Pieter Bruegel the elder - Acedia
Talvez tenha sido Evagro de Ponto (século IV depois de Cristo)
quem colocou a acédia na lista dos
pecados mortais. Faria parte de um conjunto de oito males que podem atingir
aquele que se dedica à vida espiritual. Posteriormente, esta lista foi reduzida
a sete por Gregório Magno (século VI), tendo a acédia sido retirada e, porventura, fundida na preguiça. Esta
conduta tida como viciosa compreendia a desatenção e o descuido relativamente a
si mesmo e um desinteresse pelo mundo, o que conduziria ao não cumprimento dos
deveres, fossem estes de ordem espiritual ou de ordem mundana.
A acédia é, mais
do que a posterior preguiça, uma conduta viciosa, digamos assim, interessante. Se
olharmos para os outros pecados capitais (gula, avareza, luxúria, ira, inveja e
orgulho ou soberba) descobrimos que eles nascem de uma hipervalorização do ego, de um excesso de sentido com que este é investido. A acédia, pelo contrário, marca um desinteresse por si mesmo. Ela
encontra-se numa experiência limite, na qual o mundo e a própria pessoa
perderam o sentido.
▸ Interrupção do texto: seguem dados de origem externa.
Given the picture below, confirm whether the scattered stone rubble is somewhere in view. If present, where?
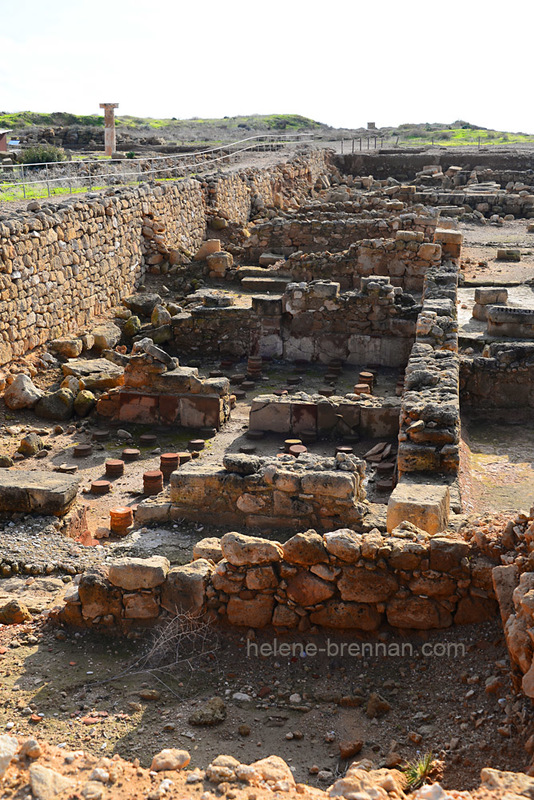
[4,151,534,800]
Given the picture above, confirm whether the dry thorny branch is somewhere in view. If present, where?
[138,612,219,672]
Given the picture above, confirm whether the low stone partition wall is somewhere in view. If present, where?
[460,342,534,415]
[172,278,420,366]
[398,262,460,475]
[205,150,335,224]
[56,525,502,638]
[249,392,400,438]
[96,340,230,430]
[414,184,534,219]
[278,278,419,367]
[0,150,331,363]
[147,453,369,530]
[486,305,534,339]
[387,261,460,533]
[398,344,460,474]
[0,180,205,363]
[244,211,437,263]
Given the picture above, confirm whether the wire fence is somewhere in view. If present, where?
[0,133,313,201]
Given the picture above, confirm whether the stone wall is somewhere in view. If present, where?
[97,346,230,430]
[136,453,369,530]
[460,342,534,415]
[206,150,332,224]
[415,190,534,219]
[251,230,442,292]
[173,278,418,366]
[398,262,460,475]
[387,261,460,534]
[59,525,496,632]
[249,392,400,438]
[0,181,204,363]
[244,212,437,262]
[0,151,336,363]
Pode-se sempre olhar para a acédia como uma patologia
do foro psicológico, tipo depressão. Isto significaria transformar um pecado
numa doença do foro psicofisiológico, mas tanto a sua interpretação religiosa
como a médica acabam por desviar o olhar da experiência que a acédia representa.
Ela pode ser pensada como um desinvestimento deliberado do
indivíduo na tarefa de dar significação tanto ao mundo como a si mesmo. Esta
interpretação acentua o carácter activo que estaria na origem da acédia. No entanto, a acédia também pode resultar de uma
compreensão – súbita ou mediada por longa reflexão – da insignificância de si e
do mundo, uma revelação de que nada tem, objectivamente, sentido e o sentido
que se atribui às coisas e a si-mesmo não passa de uma presunção pessoal e/ou
colectiva, mas sempre uma presunção. Esta revelação pode ser de tal modo
assombrosa que o indivíduo se torna incapaz de levar a sério as tarefas de dar
sentido a si e ao mundo e acreditar nesse sentido que ele atribui. Descoberta a
grande ilusão, o indivíduo pode já não ter energia para investir naquilo que
fica para além do sentido e da significação.